"She's a crook!"
Yup. I get this practically every time I log on Facebook or walk into a family party. Whether it’s directed at me or just in general, my family typically hates Hillary.
Growing up in a politically conservative county, I grew up on the notion that Obama is probably the anti-christ and that life is being taxed out of people. When I left home to attend school in Washington, D.C., I started my personal education about politics. I soon realized that I was being fed lies. Soon enough, I developed opinions that couldn’t stomach the ones of my childhood.
Nonetheless, I had to go home at some point. After my parents tried to talk me out of registering as a democrat, they realized I actually knew what I was talking about. They learned to respect our differences, to an extent. My extended family and older friends back home are another story.
So, here’s how to live when you’re living as a liberal in a conservative household and/or community.
- Don’t try to convince your grandparents that Trump is Satan. Once they bought his buttons, it’s pretty much all over.

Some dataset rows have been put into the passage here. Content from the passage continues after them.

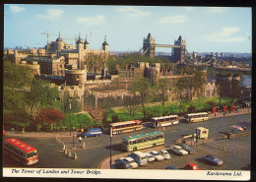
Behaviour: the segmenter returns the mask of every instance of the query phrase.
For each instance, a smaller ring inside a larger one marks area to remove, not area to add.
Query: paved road
[[[224,118],[214,118],[204,123],[179,123],[178,125],[165,127],[165,144],[171,144],[180,135],[188,135],[195,133],[195,130],[199,126],[203,126],[210,129],[210,138],[221,138],[222,134],[218,132],[228,130],[230,125],[243,125],[250,129],[251,115],[236,115]],[[154,129],[147,128],[141,131],[135,132],[136,134],[151,132]],[[132,133],[132,134],[135,134]],[[75,134],[76,135],[76,134]],[[123,137],[129,136],[131,133],[114,136],[112,139],[112,154],[122,153],[123,151],[120,148]],[[7,136],[8,137],[8,136]],[[83,139],[86,143],[86,149],[83,150],[79,144],[77,138],[75,138],[75,147],[72,152],[77,152],[78,160],[71,159],[64,155],[62,152],[62,144],[65,142],[69,149],[73,146],[72,136],[59,136],[56,141],[56,137],[50,138],[28,138],[22,136],[16,136],[25,143],[33,146],[38,150],[39,162],[32,167],[54,167],[54,168],[97,168],[102,159],[109,156],[110,153],[110,140],[109,135],[103,135],[98,138]],[[20,167],[19,163],[13,162],[8,157],[4,156],[4,167]]]

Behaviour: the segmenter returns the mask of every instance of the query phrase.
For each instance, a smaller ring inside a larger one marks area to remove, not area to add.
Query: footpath
[[[228,117],[228,116],[234,116],[234,115],[241,115],[241,114],[248,114],[251,113],[251,108],[245,108],[245,109],[238,109],[237,111],[234,112],[225,112],[224,114],[223,112],[217,112],[216,114],[209,114],[209,118],[220,118],[220,117]],[[180,119],[183,119],[184,117],[180,117]],[[160,147],[156,147],[154,148],[154,151],[160,151],[160,150],[166,150],[168,149],[169,146],[165,145],[165,146],[160,146]],[[141,150],[142,152],[146,152],[149,151],[152,151],[153,149],[145,149],[145,150]],[[114,160],[123,156],[126,156],[127,154],[129,154],[130,152],[122,152],[119,154],[115,154],[113,156],[111,156],[111,167],[114,168]],[[97,168],[99,169],[110,169],[110,156],[104,158],[97,166]]]

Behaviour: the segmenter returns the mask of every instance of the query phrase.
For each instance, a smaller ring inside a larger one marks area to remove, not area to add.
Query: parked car
[[[201,170],[200,168],[198,168],[198,166],[194,163],[188,163],[185,165],[185,169],[189,169],[189,170]]]
[[[178,170],[176,167],[171,165],[167,166],[165,169]]]
[[[166,150],[160,150],[159,153],[160,153],[164,159],[170,159],[170,155]]]
[[[155,160],[155,156],[153,156],[150,152],[145,152],[145,154],[147,155],[148,161],[154,161]]]
[[[169,150],[172,152],[175,152],[181,156],[184,156],[184,155],[187,155],[188,154],[188,152],[186,152],[185,150],[183,150],[181,147],[179,146],[170,146],[169,147]]]
[[[119,163],[119,162],[121,162],[121,161],[123,160],[123,158],[124,158],[124,157],[117,158],[116,160],[114,160],[114,163],[116,164],[116,163]]]
[[[139,166],[138,163],[130,156],[121,157],[120,159],[129,163],[132,166],[132,168],[137,168]]]
[[[219,159],[218,157],[216,157],[213,154],[206,154],[206,155],[202,156],[202,158],[204,161],[213,163],[215,165],[222,165],[224,163],[223,160]]]
[[[102,135],[102,131],[100,128],[90,128],[86,132],[78,133],[77,137],[98,137]]]
[[[131,169],[132,166],[124,160],[121,160],[120,162],[115,163],[115,168],[116,169]]]
[[[185,150],[186,152],[188,152],[189,154],[192,154],[193,152],[195,152],[195,150],[193,150],[192,148],[190,148],[188,145],[186,144],[181,144],[179,145],[183,150]]]
[[[156,158],[156,160],[164,160],[164,157],[156,151],[151,151],[150,153]]]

- If they try to bait you, avoid it. If someone is trying to push your buttons, they don’t want to engage in an intellectual conversation that is capable of changing their opinions, they just want to yell at you.
- Know your family and friends. If you want to engage in a conversation with your family or family friends, make sure they are capable of having that conversation. If you tell Aunt Sally that you like Obama and she says that he is ruining our country, ask why. If she can’t answer that intelligently, walk away.

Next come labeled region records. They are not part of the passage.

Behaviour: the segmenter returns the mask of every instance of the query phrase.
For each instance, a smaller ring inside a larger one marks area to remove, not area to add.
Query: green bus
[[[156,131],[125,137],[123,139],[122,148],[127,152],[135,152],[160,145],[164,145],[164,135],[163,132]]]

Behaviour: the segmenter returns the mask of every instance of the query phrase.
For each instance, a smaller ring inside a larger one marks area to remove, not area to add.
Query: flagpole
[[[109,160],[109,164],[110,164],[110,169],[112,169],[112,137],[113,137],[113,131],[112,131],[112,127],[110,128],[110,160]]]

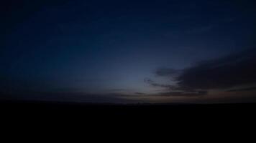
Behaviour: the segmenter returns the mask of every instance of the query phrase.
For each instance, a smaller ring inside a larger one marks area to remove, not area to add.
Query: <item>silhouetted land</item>
[[[82,104],[54,102],[1,101],[0,121],[6,126],[26,124],[81,124],[102,127],[119,124],[157,127],[180,125],[194,127],[198,124],[212,126],[229,124],[235,127],[237,123],[251,127],[255,121],[256,104]],[[8,123],[8,124],[7,124]],[[158,125],[157,125],[158,124]],[[222,126],[222,125],[221,125]]]

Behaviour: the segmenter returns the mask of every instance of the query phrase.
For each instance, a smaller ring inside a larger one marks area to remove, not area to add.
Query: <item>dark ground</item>
[[[199,127],[203,132],[211,128],[254,129],[255,107],[256,104],[96,104],[1,101],[0,121],[11,132],[17,127],[22,129],[28,127],[35,129],[55,127],[63,131],[76,127],[96,132],[116,127],[147,132],[165,128],[176,132],[186,127],[196,133]]]

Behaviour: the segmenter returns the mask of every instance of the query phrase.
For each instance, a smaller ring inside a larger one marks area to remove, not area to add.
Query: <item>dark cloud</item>
[[[155,81],[152,80],[151,79],[148,79],[148,78],[145,79],[144,82],[149,84],[152,87],[163,87],[163,88],[166,88],[168,89],[174,89],[176,88],[176,87],[175,87],[173,85],[156,83]]]
[[[247,91],[256,91],[256,87],[248,87],[242,89],[230,89],[227,92],[247,92]]]
[[[175,69],[160,68],[156,70],[155,74],[160,77],[169,76],[175,77],[178,74],[180,74],[182,70]]]
[[[176,83],[175,85],[161,84],[152,79],[145,79],[145,82],[152,86],[168,89],[169,92],[162,94],[168,96],[205,95],[209,89],[229,89],[238,86],[250,86],[256,84],[256,49],[219,59],[202,61],[182,72],[173,69],[159,69],[155,74]],[[173,75],[176,75],[174,79]],[[254,89],[255,87],[229,92]]]
[[[0,92],[1,93],[1,92]],[[4,94],[0,100],[51,101],[82,103],[131,103],[122,98],[127,95],[118,94],[88,94],[82,92],[26,92]]]
[[[157,96],[162,97],[202,97],[206,95],[207,91],[184,91],[161,92]]]
[[[256,50],[250,49],[186,69],[178,85],[186,89],[228,89],[256,83]]]

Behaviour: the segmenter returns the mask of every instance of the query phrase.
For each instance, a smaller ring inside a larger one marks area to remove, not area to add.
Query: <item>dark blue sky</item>
[[[171,95],[158,96],[170,89],[155,85],[183,79],[170,81],[155,71],[184,73],[255,49],[255,6],[246,0],[9,1],[1,6],[1,92],[171,102]],[[237,86],[244,85],[229,88]]]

- Make sure YOU know what you’re talking about. If you are voting for Hillary but can’t speak about her policies, sit down, get informed, and start over.

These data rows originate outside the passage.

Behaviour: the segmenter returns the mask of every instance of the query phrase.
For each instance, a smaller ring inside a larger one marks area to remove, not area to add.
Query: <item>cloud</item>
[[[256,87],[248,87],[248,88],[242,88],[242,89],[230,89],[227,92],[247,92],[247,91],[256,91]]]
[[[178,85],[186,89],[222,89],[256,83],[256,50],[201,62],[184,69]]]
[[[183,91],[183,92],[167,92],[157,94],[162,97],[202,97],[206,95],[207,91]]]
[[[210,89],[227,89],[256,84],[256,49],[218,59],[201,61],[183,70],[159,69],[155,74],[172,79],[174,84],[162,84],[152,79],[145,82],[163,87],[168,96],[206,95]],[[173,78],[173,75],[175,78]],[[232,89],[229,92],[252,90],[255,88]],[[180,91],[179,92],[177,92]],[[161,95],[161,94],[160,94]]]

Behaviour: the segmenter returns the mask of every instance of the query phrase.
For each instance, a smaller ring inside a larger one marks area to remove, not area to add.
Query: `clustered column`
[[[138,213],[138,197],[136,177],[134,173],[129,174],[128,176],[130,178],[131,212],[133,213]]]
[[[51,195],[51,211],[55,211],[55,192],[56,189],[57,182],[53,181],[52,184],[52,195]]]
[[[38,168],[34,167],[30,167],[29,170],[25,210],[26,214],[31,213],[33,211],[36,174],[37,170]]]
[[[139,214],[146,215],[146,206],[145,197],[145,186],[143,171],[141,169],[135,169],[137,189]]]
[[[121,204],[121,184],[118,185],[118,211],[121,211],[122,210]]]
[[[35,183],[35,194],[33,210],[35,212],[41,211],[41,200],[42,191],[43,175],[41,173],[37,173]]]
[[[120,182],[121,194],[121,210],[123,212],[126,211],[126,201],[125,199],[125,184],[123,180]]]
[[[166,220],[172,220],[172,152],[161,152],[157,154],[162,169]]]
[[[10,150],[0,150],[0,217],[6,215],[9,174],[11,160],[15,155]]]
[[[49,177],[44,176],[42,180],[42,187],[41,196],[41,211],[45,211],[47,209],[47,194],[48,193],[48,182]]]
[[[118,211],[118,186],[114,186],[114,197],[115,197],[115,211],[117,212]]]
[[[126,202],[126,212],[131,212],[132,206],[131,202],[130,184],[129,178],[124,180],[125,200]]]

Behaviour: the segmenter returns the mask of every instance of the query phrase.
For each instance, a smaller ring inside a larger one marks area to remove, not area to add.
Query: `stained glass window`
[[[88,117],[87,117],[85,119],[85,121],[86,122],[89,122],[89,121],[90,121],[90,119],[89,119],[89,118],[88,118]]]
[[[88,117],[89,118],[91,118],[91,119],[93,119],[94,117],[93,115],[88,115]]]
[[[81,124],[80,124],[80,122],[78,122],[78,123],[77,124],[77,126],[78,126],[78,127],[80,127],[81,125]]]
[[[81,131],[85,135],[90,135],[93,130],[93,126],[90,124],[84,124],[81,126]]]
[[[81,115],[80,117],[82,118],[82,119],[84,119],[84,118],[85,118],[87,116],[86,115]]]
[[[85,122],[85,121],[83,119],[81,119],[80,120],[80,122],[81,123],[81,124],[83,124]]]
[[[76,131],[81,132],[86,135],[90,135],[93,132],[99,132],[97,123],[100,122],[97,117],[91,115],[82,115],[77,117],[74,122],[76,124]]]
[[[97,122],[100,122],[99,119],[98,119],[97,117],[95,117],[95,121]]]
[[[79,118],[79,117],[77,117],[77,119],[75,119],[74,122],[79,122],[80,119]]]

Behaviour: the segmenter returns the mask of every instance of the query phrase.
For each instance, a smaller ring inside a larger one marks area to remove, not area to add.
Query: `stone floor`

- Don’t demonize people. If you tell your Trump supporting mom she’s an ignorant fool (which I did), you need to take a chill pill. Pitting parties against one another does nothing but hurt people. Parties shouldn’t be working against each other (which they frequently do), they should be working together for one great America. Don’t fuel a fire. Remember you both want a country that is nice to live in. How that looks might be very different for you and the person you’re talking to, but you both live here and need to work together.
- Don’t write people off. Just because someone is old or fairly ignorant doesn’t mean they get a free pass in an intellectual discussion. Also, don't try to convince your grandparents something different from their views but you have a benign conversation about the issues. Don’t start political, start with a story. When I wanted to share my ideas about immigration with my grandparents, if I started with “Trump is wrong about the wall because….” that would have ended in a fight. Instead, I told them about my experience I had at the Mexican American border. I told them what I saw. Tell people what you read or witness about the issues. If you want to change people, talk about issues before candidates. People aren’t set in their ways, they just need a gentle conversation that isn’t at least out right trying to change them.
- If you wear your Bernie or Hillary shirt home, know what you’re getting yourself into.
- As much as you want to rip your neighbor’s “TRUMP, Pence” sign out of their lawn, don’t.
- When posting political things on Facebook, understand that it’s important, but controversial. People will respond with different opinions, sometimes in a disrespectful way. If you can be polite, respond if you want. If you can’t, which I know to be true about myself frequently, don’t respond. If you have to, change the settings of your posts so certain people can’t see it.
- Don’t post things bashing the other side. If you do post negative (anti-___ opposed to pro-___) things, make sure they’re respectful.
- If you and your parents, or anyone else, can’t talk about politics in a civil way, agree to not bring it up.
- Last but not least, take a deep breath. Everything will be decided in a matter of months.